Todo ello, en fin, convertiría esta “esquina superior derecha” de los terrenos de Ranillas en un auténtico centro neurálgico institucional y administrativo en la Margen Izquierda de Zaragoza capital, en lo que aparece como uno de los efectos más tangibles de la "post Expo". Importante, aunque cuantitativamente quizá menor que las inversiones que se llevarán a cabo en infraestructuras de transporte y carreteras, que perdurarán en el tiempo: cierre del Cuarto Cinturón, carril en Ronda Norte y nuevo enlace a Ciudad del Transporte, Cercanías y ampliación del Aeropuerto, entre otras.
Diversidad de usos en el recinto
Jerónimo Blasco también habló, en el transcurso de las Jornadas de Participación Ciudadana Expo 2008, de lo que se hará con los espacios y edificios que queden en el propio recinto. Un objetivo, “usar la Expo para los ciudadanos”. Y una premisa, “ni una sola vivienda”. Blasco resume las posibilidades que ofrecen estas 25 hectáreas de terreno: parques empresariales, zonas de ocio para bares, restaurantes, espacios que “pueden quitar presión a zonas actuales muy consolidadas como el Casco Viejo”, dice Blasco.

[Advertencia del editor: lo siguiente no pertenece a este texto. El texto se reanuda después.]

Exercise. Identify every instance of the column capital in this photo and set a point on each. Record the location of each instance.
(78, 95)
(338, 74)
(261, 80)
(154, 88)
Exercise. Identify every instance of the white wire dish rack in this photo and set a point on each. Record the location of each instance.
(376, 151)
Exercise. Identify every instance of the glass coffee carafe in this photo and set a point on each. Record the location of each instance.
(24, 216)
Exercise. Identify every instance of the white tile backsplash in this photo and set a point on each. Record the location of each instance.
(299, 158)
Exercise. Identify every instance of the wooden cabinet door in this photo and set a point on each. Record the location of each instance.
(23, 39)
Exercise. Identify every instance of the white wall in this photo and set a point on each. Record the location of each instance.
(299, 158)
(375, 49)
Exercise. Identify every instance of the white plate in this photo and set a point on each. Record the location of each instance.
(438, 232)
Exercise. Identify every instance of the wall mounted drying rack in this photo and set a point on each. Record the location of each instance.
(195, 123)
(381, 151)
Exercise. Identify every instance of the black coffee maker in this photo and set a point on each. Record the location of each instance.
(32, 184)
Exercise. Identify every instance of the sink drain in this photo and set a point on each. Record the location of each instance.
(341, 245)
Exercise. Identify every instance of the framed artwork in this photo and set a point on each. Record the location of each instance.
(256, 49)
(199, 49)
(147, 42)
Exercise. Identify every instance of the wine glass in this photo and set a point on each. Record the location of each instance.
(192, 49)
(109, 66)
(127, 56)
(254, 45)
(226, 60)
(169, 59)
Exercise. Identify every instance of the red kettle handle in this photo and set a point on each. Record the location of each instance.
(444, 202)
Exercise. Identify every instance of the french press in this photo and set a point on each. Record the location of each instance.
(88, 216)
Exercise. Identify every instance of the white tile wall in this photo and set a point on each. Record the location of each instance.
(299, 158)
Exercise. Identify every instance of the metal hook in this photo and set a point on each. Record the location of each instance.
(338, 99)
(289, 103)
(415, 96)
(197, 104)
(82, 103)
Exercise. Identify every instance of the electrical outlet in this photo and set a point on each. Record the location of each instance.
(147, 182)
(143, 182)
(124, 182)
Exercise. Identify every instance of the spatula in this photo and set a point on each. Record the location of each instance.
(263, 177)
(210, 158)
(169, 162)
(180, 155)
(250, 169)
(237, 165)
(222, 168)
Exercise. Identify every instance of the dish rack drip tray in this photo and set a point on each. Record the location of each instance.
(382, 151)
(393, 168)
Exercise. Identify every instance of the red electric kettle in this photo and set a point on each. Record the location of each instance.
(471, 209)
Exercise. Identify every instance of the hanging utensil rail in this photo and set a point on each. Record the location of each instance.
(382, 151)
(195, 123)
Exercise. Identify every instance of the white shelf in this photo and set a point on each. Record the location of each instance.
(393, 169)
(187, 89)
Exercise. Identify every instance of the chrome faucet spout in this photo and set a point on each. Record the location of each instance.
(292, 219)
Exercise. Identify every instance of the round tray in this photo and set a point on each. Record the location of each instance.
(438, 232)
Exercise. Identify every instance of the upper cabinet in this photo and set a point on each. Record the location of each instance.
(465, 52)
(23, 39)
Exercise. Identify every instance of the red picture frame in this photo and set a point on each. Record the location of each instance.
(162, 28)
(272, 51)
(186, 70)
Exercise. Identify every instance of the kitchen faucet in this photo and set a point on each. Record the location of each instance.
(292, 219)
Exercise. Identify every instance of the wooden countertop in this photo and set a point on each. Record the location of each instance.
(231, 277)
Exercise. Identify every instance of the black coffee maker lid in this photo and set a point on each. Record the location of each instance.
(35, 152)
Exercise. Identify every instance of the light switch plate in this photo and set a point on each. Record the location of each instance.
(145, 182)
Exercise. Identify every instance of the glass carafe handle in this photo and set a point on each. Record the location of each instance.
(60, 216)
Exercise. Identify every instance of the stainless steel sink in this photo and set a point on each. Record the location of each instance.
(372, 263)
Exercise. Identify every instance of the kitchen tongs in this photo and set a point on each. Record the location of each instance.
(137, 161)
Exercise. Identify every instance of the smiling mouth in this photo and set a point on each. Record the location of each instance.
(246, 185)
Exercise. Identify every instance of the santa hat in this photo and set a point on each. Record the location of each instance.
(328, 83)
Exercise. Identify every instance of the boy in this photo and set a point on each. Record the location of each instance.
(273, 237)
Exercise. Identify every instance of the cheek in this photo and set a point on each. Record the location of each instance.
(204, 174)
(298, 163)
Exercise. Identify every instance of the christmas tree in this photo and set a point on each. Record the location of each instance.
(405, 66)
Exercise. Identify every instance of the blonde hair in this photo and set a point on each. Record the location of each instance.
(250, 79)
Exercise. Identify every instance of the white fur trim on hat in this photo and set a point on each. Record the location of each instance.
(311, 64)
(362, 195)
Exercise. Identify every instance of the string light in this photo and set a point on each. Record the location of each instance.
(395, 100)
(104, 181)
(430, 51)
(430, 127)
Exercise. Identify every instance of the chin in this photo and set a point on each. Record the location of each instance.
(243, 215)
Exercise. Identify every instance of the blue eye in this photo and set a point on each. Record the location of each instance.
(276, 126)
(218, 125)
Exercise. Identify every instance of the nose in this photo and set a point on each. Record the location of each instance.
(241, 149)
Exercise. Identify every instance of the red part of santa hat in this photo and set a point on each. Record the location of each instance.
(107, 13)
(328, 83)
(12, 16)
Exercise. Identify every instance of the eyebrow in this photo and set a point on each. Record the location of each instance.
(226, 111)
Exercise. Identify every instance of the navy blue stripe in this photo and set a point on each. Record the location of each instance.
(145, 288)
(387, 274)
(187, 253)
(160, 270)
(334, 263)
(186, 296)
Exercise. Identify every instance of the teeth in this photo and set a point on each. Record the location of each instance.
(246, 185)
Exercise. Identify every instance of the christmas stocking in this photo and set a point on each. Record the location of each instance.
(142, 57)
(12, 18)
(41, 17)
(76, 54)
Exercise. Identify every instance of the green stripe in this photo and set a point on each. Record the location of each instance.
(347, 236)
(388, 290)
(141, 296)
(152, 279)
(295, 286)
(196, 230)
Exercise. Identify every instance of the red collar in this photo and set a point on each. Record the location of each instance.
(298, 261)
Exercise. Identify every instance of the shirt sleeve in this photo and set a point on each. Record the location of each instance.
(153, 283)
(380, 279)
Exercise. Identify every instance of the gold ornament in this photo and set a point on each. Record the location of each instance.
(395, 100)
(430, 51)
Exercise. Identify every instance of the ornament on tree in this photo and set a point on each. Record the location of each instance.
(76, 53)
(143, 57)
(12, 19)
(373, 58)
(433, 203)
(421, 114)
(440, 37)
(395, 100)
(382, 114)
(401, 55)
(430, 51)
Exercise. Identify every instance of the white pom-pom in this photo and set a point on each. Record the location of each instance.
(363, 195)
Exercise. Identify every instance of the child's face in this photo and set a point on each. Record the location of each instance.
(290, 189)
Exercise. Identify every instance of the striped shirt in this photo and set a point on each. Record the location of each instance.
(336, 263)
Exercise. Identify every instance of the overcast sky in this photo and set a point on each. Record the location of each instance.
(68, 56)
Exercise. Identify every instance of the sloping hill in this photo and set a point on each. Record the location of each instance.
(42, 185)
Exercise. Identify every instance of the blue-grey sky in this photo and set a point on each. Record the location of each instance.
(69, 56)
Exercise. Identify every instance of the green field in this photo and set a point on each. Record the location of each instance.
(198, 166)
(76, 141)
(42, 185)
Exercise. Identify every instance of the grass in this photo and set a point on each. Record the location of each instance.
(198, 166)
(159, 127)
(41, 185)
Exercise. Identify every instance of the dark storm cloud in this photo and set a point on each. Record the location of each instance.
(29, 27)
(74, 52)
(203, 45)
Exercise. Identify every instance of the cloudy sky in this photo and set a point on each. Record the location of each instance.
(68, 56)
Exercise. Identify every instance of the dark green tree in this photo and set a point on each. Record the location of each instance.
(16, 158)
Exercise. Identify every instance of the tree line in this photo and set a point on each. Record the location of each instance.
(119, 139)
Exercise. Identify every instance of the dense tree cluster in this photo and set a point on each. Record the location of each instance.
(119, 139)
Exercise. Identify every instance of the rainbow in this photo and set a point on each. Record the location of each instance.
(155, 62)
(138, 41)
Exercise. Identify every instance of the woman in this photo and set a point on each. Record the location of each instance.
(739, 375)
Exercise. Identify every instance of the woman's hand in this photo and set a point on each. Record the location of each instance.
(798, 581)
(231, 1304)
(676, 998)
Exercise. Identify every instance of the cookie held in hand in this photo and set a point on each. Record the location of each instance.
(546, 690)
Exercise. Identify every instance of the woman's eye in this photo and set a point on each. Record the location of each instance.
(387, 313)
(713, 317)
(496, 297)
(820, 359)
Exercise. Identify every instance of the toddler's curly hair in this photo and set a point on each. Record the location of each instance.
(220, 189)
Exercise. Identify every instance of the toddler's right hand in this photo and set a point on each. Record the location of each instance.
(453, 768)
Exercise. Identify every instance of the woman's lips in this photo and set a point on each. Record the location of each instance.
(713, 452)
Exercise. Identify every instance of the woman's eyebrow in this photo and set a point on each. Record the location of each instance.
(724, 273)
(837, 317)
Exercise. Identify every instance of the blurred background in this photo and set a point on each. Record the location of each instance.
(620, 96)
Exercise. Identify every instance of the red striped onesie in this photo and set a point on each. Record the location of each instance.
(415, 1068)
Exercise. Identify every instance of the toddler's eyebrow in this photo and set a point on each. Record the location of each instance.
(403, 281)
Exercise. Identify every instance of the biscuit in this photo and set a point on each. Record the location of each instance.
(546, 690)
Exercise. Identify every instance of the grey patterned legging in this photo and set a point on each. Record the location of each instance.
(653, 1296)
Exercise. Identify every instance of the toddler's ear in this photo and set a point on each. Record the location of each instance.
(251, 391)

Pero el proyecto estrella que maneja Expoagua, y que avanza a buen ritmo, según Blasco, se basa en negociaciones con entidades financieras para hacer de la Torre del Agua y del Pabellón Puente un museo común “de la Ciencia, del Agua”, un espacio expositivo permanente que otorgue continuidad filosófica a la temática de la Expo “Agua y Desarrollo Sostenible”. Miradores y zonas de servicios con baja intensidad edificatoria completarían el espacio.
Por lo demás, la Expo 2008 dejará también en Ranillas un nuevo Palacio de Congresos de 12.000 metros cuadrados, el Acuario Fluvial que será otorgado por concesión a una empresa, y los pabellones de los países, que dejarán espacio para zonas de ocio y empresas innovadoras, así como plazas de aparcamiento en cada uno de los bajos. Entre esos pabellones internacionales destacan los planes para el Pabellón de España; Expoagua trabaja para convertirlo en un Centro Audiovisual con especial atención al cine.